I hope the new no-anti-rule-of-law provision will be amended to add the following explanatory footnote:

“Drafted and sponsored by Sen. Phillip Berger – the most bold, persistent, and successful manipulator of the rule of law seen in North Carolina in a half-century.”

The American Bar Association and the website of the United States Courts define the “rule of law” as the principle under which all persons are held accountable to laws that are publicly promulgated, equally enforced, and adjudicated by independent judicial tribunals. Interesting. Independent courts?

And what, we might ask, is the record of Berger and his friends on an independent judiciary in North Carolina? Hold your breath.

Over the last 10 years, Republican lawmakers have required that judges’ races be made partisan. They abolished public funding for judicial electoral campaigns. They passed laws to limit and channel judicial review of the legislature’s enactments. Republican legislators manipulated the size of the N.C. Court of Appeals for partisan gains. They passed a statute to shield an incumbent Republican Supreme Court justice from being required to stand for reelection. They directly interfered with other individual Supreme Court justice races to aid Republican candidates. They canceled the judges’ 2018 primary election. They gerrymandered the districts of disfavored Wake and Mecklenburg county judges. And they menaced other disobedient judges with potential legislative retaliation.

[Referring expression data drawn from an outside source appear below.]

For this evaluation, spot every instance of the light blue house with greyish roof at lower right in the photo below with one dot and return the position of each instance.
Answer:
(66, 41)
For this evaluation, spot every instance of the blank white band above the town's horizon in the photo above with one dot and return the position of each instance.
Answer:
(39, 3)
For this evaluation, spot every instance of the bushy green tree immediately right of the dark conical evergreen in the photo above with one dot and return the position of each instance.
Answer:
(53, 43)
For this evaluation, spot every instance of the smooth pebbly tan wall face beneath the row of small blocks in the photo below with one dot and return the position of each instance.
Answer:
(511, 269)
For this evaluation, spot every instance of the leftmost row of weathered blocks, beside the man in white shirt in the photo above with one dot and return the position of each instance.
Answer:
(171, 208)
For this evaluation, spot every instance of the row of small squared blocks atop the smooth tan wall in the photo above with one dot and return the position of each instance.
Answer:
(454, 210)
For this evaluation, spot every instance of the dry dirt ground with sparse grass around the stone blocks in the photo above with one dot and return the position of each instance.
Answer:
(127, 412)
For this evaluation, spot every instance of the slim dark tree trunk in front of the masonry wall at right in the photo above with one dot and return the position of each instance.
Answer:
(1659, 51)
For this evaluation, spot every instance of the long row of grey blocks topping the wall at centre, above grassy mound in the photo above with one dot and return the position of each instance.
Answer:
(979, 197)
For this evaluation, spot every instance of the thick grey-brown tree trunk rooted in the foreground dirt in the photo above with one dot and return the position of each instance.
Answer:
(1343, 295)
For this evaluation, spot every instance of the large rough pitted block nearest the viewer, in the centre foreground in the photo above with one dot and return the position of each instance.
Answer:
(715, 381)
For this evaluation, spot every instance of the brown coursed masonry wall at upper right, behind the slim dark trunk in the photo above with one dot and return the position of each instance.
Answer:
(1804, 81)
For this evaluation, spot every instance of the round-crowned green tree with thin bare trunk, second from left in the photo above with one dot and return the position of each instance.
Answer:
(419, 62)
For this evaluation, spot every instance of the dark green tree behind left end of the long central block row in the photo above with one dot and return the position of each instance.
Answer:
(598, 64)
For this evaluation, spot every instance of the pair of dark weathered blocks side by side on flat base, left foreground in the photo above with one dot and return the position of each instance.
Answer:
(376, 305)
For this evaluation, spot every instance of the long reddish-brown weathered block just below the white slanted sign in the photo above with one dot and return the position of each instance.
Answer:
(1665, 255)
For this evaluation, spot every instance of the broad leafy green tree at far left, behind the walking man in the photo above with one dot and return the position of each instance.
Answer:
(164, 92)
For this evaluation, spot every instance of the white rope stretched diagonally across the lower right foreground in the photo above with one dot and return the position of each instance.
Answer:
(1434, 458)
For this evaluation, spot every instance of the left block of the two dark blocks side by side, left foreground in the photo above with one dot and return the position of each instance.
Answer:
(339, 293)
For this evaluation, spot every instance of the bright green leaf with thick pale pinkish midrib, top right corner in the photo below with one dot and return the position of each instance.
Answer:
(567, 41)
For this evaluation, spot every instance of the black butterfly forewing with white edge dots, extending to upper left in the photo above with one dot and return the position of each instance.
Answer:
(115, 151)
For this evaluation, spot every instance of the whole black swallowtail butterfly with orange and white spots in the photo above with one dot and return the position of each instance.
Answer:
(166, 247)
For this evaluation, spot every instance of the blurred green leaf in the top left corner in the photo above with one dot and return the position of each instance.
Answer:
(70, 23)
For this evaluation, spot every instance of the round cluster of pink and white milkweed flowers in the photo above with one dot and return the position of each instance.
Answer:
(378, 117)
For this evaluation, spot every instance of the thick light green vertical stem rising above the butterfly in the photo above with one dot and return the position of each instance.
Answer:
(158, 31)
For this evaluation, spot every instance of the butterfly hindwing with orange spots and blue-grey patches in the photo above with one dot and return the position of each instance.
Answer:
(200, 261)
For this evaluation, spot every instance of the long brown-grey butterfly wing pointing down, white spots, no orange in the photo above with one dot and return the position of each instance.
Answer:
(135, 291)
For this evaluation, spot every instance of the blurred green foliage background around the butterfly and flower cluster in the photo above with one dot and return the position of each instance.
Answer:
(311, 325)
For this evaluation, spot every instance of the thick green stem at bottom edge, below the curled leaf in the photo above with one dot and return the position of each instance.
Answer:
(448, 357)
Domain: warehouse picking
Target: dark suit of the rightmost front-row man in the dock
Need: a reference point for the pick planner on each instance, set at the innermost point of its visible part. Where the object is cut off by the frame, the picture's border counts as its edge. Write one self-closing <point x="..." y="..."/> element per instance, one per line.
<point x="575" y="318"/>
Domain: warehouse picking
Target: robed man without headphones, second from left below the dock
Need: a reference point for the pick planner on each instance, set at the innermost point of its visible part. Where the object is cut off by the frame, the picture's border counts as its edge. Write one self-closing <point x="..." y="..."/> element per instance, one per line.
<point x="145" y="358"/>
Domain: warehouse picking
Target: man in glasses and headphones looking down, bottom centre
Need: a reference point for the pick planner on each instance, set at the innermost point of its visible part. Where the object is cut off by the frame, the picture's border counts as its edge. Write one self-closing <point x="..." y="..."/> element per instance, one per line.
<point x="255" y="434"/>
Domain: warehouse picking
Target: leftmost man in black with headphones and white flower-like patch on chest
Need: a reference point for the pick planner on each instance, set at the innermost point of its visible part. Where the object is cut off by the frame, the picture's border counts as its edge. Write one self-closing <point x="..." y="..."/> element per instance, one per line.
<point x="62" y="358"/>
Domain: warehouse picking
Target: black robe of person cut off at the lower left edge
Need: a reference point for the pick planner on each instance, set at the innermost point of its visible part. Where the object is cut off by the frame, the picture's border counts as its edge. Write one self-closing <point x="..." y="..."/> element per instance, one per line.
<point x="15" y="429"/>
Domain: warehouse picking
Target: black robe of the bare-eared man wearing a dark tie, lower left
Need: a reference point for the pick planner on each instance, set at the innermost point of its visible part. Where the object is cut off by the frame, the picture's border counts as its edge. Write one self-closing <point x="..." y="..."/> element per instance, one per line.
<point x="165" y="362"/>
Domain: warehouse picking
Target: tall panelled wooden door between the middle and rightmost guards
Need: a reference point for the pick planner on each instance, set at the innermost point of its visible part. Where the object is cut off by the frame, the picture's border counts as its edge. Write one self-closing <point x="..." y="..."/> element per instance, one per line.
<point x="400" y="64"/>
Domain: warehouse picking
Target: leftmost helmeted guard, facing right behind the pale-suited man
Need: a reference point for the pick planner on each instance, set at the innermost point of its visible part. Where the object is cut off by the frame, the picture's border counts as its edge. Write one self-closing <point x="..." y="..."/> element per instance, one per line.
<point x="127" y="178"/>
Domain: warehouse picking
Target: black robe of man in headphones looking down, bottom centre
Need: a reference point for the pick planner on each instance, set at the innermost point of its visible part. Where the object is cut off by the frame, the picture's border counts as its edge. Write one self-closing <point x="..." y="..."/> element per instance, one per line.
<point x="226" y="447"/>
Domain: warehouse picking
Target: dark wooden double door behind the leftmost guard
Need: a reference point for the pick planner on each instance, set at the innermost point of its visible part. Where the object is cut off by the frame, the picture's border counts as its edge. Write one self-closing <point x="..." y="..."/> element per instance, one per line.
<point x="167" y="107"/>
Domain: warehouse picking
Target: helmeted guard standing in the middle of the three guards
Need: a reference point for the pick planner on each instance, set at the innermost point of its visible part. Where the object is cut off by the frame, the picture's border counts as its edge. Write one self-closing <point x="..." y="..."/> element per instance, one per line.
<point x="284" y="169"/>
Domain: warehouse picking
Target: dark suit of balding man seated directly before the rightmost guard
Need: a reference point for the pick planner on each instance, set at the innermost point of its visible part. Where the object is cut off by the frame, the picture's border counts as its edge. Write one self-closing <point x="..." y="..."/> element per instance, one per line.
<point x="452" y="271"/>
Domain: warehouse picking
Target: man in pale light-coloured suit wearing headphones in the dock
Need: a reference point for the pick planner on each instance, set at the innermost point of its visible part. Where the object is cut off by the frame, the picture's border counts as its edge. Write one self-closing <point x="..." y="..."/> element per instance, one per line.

There’s more. Berger and his buddies attempted to dramatically constrict the governor’s judicial appointment powers. They threatened all state judges with a proposal to change to two-year electoral terms – shortest in the nation. They moved to intimidate judges from protecting the rights of low-income criminal defendants through the waiver of oppressive fines and fees. And they intervened statutorily to put Berger’s son at the top of the ballot in a Court of Appeals contest. Former Republican state Supreme Court Justice Robert Orr described the moves to change terms and appointment procedures as part of “a continued effort to try to intimidate the judiciary.” If Berger actually believes in independent courts, it’ll come as a surprise to every lawyer in North Carolina.

So, apparently Berger thinks it’s fine, even delightful, to wage war against the rule of law through a legislative crusade, and life’s work, in the state legislature. But it should be made illegal for a North Carolina teacher to explore or “promote” what Berger is doing in her classroom. There’s no greater proof that “the rule of law” doesn’t fully exist in North Carolina, but is instead merely “a series of power relationships and struggles…among groups,” than Phil Berger’s legislative record. Maybe it’s not CRT, it’s CYA.

Contributing columnist Gene Nichol is a professor at the University of North Carolina School of Law.